第18話 あるバレンタインデー2

「酷い目に遭った……」


 深紅の強襲から十分後、シフトに入ってくれたバイトさんと入れ替わって休憩室に来た俺は、思わず溜め息を吐いてしまった。


「千隼、おつかれー。どうしたの、そんな疲れて」


 まだ休憩時間が終わっていない湊が、椅子に座ったままひらひらと手を振ってくる。


「ちょっとした事故に遭ってな……」


 俺は彼女の対面に座ると、深紅にもらったチョコをテーブルに置いた。


「あれ、商品持ってきたの? 廃棄の品?」


「いや、深紅からもらった。バレンタインのチョコだそうだ」


 遠い目をしてそう伝えると、なんとなく事情を察したのか湊は苦笑した。


「……なるほど。深紅もなかなか面白いことするね。よし、私のバレンタインも同じようにしよっか」


 ガタッと椅子から立ち上がる湊。


「待て! それだけは待て!」


 俺は咄嗟に彼女を引き留めた。


「こんな悲しいチョコがまた生まれてたまるか! 考え直せ!」


 必死の説得が功を奏したのか、湊は再び着席した。


「そんなに嫌?」


「当たり前だろ! めちゃくちゃ虚しかったからね!」


 深紅に贈られたのですらあんなに虚無感あったのに、湊に同じことをされた日にはポッキリと心が折れかねない。


「確かに、千隼が作ったチョコを千隼に贈るのは虚しいね。しょうがないな、じゃあ店長が作ったチョコを贈ってあげる」


「祖父なんだわ! その店長、俺の祖父! バレンタインに爺ちゃんが作ったチョコを食べる孫の身にもなれ!」


 母チョコレベルでしんどいチョコである。


 このまま湊の自主性に任せていたら何を贈られるか分からない。


 多少マナー違反だが、こちらからチョコのリクエストをしよう。


「いやもう、贅沢は言わないから、せめて本命感のある手作りチョコで頼む」


「だいぶ贅沢言われた気がするんだけども。バレンタインにおいてそれ以上の贅沢はないよ」


 湊は呆れたような顔をしていたものの、俺は意見を曲げるつもりはない。


「だってお前に義理チョコとか贈られた日には、俺は寝込むぞ。二日ほど」


「どんだけメンタル弱いのさ」


「メンタルの弱さではなく、愛の重さだと思ってほしい」


 俺は心から訴えたのだが、どうも湊には響かなかったらしく、白い目を向けられた。


「ふーん……そんなに欲しがってるようには見えないけどね。

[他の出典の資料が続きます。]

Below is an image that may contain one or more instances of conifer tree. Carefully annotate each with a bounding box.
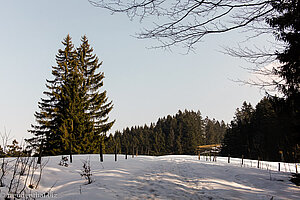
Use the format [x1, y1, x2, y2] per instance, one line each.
[28, 35, 113, 156]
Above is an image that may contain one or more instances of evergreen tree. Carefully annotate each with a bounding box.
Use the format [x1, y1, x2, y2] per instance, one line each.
[28, 35, 113, 155]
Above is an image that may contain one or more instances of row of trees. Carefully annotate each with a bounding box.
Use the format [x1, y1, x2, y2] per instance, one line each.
[221, 97, 300, 162]
[105, 110, 226, 155]
[27, 35, 114, 155]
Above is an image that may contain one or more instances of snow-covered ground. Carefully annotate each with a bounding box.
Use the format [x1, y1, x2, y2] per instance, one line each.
[0, 155, 300, 200]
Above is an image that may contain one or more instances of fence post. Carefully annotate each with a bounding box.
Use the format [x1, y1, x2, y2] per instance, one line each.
[132, 146, 134, 158]
[115, 144, 118, 162]
[242, 155, 244, 166]
[100, 141, 103, 162]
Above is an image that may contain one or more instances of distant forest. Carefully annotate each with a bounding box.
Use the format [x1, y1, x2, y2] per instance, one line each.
[104, 97, 300, 162]
[105, 110, 226, 155]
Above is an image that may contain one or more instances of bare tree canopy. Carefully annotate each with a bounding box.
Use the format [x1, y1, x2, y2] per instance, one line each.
[89, 0, 275, 50]
[89, 0, 300, 95]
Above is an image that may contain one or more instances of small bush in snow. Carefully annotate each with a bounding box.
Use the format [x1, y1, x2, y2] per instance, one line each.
[80, 159, 93, 184]
[58, 156, 69, 167]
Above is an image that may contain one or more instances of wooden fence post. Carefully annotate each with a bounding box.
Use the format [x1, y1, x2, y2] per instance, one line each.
[100, 141, 103, 162]
[242, 155, 244, 166]
[115, 144, 118, 162]
[132, 146, 134, 158]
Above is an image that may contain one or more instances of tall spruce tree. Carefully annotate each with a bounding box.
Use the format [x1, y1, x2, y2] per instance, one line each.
[28, 35, 114, 155]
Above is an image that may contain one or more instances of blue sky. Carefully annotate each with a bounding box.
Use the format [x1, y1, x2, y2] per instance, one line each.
[0, 0, 264, 140]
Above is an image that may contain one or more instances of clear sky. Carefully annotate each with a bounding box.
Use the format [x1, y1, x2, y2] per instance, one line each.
[0, 0, 264, 143]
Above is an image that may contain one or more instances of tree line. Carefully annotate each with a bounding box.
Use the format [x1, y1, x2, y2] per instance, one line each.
[221, 97, 300, 162]
[105, 110, 227, 155]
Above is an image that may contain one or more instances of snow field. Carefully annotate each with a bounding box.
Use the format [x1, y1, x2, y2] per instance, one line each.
[0, 155, 300, 200]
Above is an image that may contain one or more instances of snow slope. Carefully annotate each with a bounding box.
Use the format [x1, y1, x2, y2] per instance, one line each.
[1, 155, 300, 200]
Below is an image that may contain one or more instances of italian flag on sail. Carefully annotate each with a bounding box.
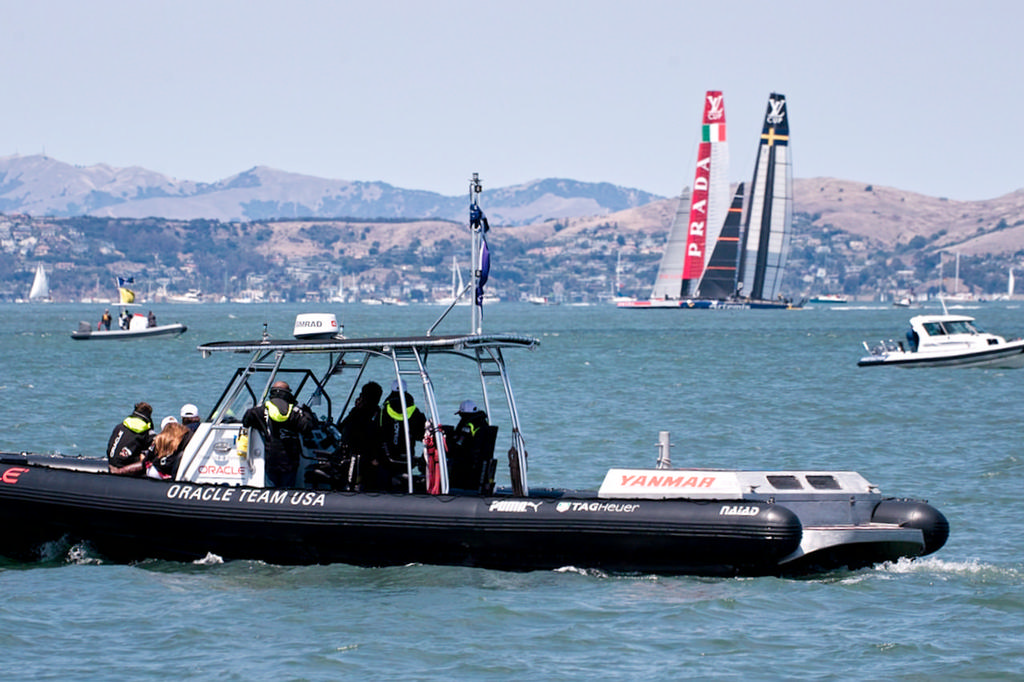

他の子にもらったチョコをこれ見よがしに持ってきてるくらいだし」


 湊は唇を尖らせると、テーブルの上に置かれた深紅からのチョコを軽く小突いた。


 と、それを見て、俺の中に一つの直感がよぎる。


「湊、もしや妬いてる?」


「何がよ」


 ポーカーフェイスを維持する湊。


 しかし、幼馴染みの俺には彼女の瞳が微妙に揺らいだのを見逃さなかった。


「いや、俺が深紅にもらったチョコを見せたから」


「べっつにー」


 ふいっと顔を逸らす湊。


 そのふくれっ面が、俺に更なる確信をもたらした。


「……もしかして、この休憩中にチョコを渡してくれるつもりだったのか? なのに、俺が他の子にもらったチョコを見せたりしたから、出鼻を挫かれたとか」


 そこまで言ったところで、湊の横顔がみるみる赤くなった。


「そ……」


「そ?」


 小首を傾げる俺を、湊は思いっきり睨み付けてきた。


「そこまで推理できるなら、図星差されたら恥ずかしいってことも推理してくれないかな!?」


「お、おう……当たってたんだ」


 俺の洞察力も意外と捨てたもんじゃないらしい。


 と、軽く動揺した俺のリアクションでますます恥ずかしくなったのか、湊はぷるぷると震えた。


「も、もういい! 今年は千隼のチョコはなし!」


「なに!? 待て! 謝る、謝るから!」


 すたすたと休憩室から去っていこうとする湊を、慌てて追いかける。


「もう遅い! 来年まで反省してなさい!」


 普段なら余裕を見せる場面だろうに、今回は湊なりに緊張していたようで、完全にへそを曲げてしまった。


「よし、分かった! じゃあ逆チョコでどうだろう! 俺がチョコをあげることで、湊からもらえない虚しさを誤魔化す感じで!」


「受け取りませーん!」



 ――この後、日付が変わる直前まで謝り倒してチョコをもらう俺であった。